24th January 2012, www.dailynews.lk, By Sanjeevi Jayasuriya
The trade relationship between Sri Lanka and France has recorded a significant growth in the past two years. Reviewing the trade performance between Sri Lanka and France we see an encouraging revival with healthy increase in both imports and exports, despite challenging business conditions. Exports to France in 2010 increased by 12% to US$ 160 million compared to the previous year, Sri Lanka France Business Council Immediate Past President Nirmali Samaratunga said.
The apparel exports accounted for the major share, notwithstanding removal of the GSP plus facility. The imports from France showed an impressive increase of 49% to US$ 152 million as against the previous year, with 46% of the total been on account of imports of electrical machinery and equipment, she said at the recently held AGM in Colombo.
The first quarter figures of 2011 indicated an upward trend, with exports showing an 11% increase and imports a 154% increase over the previous period, which is encouraging.
The economy of France which was impacted by the downturn of 2009 has shown resilience and recovery in the years that followed. The first quarter of 2011 indicated that the economy has been growing at a stronger pace than expected at 0.9% - one of the best in Europe, although in the period July-September has slowed down to 0.4%. ‘Meanwhile we need to be mindful of the emerging situation in the Euro Zone and the growing sovereign debt problem of several countries leading to a possible recession in the Euro Zone.’
‘We need to be geared to minimize the threat of a possible global economic slowdown which would impact both our countries,’ he said.
All this indicates the untapped potential, which our Council can play a role to harness especially in view of France being the 5th largest economy globally.
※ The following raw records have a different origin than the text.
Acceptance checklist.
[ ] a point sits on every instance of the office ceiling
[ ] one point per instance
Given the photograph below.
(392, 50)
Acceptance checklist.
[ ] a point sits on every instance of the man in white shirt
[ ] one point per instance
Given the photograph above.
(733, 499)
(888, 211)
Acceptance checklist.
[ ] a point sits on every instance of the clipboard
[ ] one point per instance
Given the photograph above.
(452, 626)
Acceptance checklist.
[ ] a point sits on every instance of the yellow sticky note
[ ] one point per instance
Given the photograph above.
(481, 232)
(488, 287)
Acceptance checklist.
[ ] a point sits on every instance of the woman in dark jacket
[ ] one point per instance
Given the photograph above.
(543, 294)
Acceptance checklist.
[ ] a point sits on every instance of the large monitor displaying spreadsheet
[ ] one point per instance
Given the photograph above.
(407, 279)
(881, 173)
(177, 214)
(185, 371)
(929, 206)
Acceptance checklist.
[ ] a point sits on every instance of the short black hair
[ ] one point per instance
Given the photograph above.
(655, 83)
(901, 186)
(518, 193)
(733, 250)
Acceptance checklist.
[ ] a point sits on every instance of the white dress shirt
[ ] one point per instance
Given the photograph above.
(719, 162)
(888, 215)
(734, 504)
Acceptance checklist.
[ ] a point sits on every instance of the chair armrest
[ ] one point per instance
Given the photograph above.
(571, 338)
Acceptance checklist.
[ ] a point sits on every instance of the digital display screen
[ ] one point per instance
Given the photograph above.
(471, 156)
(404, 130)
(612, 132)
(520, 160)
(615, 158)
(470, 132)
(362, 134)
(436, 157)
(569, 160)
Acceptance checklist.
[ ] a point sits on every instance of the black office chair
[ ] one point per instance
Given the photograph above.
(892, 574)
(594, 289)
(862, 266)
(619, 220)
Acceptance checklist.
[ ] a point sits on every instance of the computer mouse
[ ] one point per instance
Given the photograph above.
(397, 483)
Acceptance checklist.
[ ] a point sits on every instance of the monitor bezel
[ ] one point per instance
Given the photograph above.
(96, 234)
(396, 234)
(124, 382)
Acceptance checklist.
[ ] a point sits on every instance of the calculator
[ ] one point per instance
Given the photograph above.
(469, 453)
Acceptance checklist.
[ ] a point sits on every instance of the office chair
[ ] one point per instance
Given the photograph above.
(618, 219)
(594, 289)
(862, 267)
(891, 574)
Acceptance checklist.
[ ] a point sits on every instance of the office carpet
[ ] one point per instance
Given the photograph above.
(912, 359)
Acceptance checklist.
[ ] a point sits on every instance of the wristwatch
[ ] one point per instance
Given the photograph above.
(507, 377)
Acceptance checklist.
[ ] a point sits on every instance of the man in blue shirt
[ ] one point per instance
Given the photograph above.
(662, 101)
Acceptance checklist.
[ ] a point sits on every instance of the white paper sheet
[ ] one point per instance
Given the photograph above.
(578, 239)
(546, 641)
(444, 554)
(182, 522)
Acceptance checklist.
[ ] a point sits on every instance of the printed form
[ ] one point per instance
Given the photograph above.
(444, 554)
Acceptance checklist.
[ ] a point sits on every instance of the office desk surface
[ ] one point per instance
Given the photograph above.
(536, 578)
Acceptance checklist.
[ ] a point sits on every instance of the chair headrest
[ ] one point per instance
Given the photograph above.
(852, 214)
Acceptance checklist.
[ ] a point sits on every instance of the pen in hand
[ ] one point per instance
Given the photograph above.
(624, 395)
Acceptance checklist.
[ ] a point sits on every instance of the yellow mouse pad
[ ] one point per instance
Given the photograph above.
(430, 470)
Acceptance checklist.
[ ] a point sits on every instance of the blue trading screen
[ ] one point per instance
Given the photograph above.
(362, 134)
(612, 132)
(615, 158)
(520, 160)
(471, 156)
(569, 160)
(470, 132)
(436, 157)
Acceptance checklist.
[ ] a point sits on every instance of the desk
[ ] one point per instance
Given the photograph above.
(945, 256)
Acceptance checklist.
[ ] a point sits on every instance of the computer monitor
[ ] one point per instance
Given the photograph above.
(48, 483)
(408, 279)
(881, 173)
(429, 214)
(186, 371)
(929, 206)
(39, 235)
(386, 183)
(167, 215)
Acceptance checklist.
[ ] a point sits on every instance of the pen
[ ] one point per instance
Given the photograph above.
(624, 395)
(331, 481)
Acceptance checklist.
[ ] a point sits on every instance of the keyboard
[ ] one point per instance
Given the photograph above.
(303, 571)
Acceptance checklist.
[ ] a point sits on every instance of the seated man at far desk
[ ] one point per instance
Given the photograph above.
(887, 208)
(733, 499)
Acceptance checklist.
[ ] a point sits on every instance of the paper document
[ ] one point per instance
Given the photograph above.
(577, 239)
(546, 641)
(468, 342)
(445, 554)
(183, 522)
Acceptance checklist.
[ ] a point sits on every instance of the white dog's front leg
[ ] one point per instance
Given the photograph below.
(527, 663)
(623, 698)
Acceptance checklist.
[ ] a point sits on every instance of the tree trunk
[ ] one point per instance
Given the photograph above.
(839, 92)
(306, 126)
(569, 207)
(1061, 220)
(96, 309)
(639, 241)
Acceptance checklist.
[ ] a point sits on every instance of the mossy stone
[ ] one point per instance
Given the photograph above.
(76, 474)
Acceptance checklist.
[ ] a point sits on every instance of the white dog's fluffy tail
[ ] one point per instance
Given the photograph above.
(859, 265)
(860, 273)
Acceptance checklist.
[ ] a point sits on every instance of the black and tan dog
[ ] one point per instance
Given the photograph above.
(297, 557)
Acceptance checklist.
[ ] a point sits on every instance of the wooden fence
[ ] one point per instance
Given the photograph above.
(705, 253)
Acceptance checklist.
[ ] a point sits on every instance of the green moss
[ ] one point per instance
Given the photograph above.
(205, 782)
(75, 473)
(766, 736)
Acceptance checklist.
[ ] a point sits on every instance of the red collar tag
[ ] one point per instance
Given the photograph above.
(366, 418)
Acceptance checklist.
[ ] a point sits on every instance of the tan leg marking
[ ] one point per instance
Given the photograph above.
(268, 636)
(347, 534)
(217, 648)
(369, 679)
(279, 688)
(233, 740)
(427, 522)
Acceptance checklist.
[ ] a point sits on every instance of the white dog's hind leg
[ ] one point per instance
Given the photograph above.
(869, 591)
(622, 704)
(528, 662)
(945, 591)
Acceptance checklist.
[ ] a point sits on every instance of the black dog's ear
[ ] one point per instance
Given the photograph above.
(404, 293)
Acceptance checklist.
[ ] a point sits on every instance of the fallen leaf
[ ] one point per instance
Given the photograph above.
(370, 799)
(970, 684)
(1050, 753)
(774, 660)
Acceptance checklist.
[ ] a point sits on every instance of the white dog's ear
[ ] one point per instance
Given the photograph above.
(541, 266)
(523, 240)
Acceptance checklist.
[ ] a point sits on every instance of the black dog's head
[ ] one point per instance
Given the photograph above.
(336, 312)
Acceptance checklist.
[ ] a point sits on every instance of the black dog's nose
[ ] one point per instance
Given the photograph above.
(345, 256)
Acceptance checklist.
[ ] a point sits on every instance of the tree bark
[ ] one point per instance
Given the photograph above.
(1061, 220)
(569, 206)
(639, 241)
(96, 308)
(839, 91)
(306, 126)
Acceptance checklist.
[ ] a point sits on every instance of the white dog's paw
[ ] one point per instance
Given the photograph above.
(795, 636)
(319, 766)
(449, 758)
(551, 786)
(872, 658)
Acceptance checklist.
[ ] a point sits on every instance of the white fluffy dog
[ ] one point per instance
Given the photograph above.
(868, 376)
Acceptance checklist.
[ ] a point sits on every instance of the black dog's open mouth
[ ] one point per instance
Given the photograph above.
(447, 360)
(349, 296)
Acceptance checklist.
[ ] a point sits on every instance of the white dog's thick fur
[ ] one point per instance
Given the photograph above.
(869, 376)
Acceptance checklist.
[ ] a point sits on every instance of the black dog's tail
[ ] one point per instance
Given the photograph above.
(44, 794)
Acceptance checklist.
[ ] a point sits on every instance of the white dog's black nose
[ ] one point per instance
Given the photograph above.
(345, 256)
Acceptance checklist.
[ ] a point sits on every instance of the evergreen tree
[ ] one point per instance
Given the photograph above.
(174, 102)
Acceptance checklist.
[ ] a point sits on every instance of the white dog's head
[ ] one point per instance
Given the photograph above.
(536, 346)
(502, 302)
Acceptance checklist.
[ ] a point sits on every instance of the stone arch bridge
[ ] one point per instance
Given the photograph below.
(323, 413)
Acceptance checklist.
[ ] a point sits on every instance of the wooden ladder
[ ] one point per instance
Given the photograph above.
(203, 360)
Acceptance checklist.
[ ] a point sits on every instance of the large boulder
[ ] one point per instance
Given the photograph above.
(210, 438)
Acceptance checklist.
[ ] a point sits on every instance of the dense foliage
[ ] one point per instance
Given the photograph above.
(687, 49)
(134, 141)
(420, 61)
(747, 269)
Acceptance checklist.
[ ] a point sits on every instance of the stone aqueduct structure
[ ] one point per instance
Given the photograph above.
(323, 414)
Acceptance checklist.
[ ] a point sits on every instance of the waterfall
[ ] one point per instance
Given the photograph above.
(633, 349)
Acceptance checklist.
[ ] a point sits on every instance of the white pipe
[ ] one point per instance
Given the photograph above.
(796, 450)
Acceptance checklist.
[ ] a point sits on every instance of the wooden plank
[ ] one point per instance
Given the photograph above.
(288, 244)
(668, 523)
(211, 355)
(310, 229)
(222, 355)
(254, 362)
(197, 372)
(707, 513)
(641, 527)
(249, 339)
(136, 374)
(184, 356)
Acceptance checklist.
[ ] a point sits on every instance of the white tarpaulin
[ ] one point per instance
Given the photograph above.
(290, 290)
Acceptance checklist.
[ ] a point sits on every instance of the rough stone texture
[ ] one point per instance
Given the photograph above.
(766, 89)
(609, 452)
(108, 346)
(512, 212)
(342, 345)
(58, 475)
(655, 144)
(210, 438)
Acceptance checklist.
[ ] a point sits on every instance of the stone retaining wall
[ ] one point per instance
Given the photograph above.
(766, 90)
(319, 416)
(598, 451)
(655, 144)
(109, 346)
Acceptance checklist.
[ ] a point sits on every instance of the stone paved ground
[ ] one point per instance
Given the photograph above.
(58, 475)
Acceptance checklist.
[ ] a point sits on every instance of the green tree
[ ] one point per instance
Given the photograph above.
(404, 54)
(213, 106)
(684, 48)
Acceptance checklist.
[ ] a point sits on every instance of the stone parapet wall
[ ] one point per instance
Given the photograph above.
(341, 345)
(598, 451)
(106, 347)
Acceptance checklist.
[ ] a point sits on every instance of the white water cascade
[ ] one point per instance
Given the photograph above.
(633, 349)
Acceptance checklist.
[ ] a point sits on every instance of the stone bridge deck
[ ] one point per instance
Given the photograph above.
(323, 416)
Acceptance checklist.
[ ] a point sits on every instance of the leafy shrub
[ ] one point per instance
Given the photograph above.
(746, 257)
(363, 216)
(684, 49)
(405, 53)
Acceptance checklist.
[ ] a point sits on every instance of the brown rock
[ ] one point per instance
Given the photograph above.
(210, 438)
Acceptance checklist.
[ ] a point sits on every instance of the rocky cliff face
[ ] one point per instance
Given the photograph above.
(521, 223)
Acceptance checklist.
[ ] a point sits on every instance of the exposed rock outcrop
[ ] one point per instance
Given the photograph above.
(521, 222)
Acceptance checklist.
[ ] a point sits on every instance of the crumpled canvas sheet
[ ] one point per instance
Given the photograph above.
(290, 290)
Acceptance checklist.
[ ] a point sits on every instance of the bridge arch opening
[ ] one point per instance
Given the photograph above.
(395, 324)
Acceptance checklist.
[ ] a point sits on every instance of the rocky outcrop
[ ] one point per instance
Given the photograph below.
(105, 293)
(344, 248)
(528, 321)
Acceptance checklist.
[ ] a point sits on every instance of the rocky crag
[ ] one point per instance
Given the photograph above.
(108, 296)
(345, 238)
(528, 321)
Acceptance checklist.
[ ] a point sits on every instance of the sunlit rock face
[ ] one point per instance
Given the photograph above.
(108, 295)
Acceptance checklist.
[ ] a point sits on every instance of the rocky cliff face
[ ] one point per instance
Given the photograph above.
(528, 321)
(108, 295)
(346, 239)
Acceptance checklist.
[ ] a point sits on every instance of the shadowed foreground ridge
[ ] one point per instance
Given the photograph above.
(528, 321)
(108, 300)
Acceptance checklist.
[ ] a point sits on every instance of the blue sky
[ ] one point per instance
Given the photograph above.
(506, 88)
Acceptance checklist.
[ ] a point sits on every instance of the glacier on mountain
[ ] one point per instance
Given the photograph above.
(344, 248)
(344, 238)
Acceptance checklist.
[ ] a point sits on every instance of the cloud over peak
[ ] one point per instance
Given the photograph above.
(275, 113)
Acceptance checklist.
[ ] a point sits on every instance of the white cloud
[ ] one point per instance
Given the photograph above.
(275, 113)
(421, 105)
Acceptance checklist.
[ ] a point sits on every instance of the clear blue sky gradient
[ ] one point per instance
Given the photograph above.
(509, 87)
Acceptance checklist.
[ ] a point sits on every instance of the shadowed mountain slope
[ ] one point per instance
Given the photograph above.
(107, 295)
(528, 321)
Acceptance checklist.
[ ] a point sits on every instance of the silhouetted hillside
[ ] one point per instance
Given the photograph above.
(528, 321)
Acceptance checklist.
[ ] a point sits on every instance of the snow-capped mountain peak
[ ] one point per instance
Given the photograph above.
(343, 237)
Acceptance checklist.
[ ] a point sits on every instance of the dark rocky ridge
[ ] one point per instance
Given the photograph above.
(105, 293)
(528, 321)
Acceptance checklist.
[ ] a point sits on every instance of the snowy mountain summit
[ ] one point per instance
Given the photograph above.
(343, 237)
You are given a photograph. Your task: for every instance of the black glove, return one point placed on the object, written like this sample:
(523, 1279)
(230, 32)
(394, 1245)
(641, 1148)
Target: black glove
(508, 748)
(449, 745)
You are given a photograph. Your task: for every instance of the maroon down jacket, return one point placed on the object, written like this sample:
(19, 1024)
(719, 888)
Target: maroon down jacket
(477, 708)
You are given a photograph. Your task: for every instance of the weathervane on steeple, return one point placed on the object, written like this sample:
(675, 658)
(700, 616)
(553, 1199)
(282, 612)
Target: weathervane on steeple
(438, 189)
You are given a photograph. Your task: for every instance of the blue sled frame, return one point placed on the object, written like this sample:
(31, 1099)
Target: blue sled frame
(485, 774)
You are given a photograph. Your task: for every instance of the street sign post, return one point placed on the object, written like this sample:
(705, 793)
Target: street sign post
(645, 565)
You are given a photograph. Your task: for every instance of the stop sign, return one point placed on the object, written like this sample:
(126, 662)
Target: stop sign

The strategy is to identify sectors, hitherto untapped, where there is emerging potential for Sri Lanka products, and where our products, notwithstanding the loss of duty concessions and preferential trade facilities, can hold its own. These include high end, value added products, marketed particularly through niche marketing and branding.
Furthermore, it is necessary to identify and focus on the emerging market trends in Europe including France, where demand is growing for eco friendly and health products such as organic products and herbal medical products such as ayurveda products.
We need to target such areas where our products have a competitive edge. The recent Budget 2011 proposals which are development oriented with strong focus on exports and upgrading technology and research and development will be a further support. France’s strengths also need to be exploited to a greater degree in key industries such as telecommunication, machinery and pharmaceuticals, through greater awareness and promotion and linking Sri Lanka business with French counterparts. The inward and outward trade delegations can play a very valuable role in facilitating this, Samaratunga said.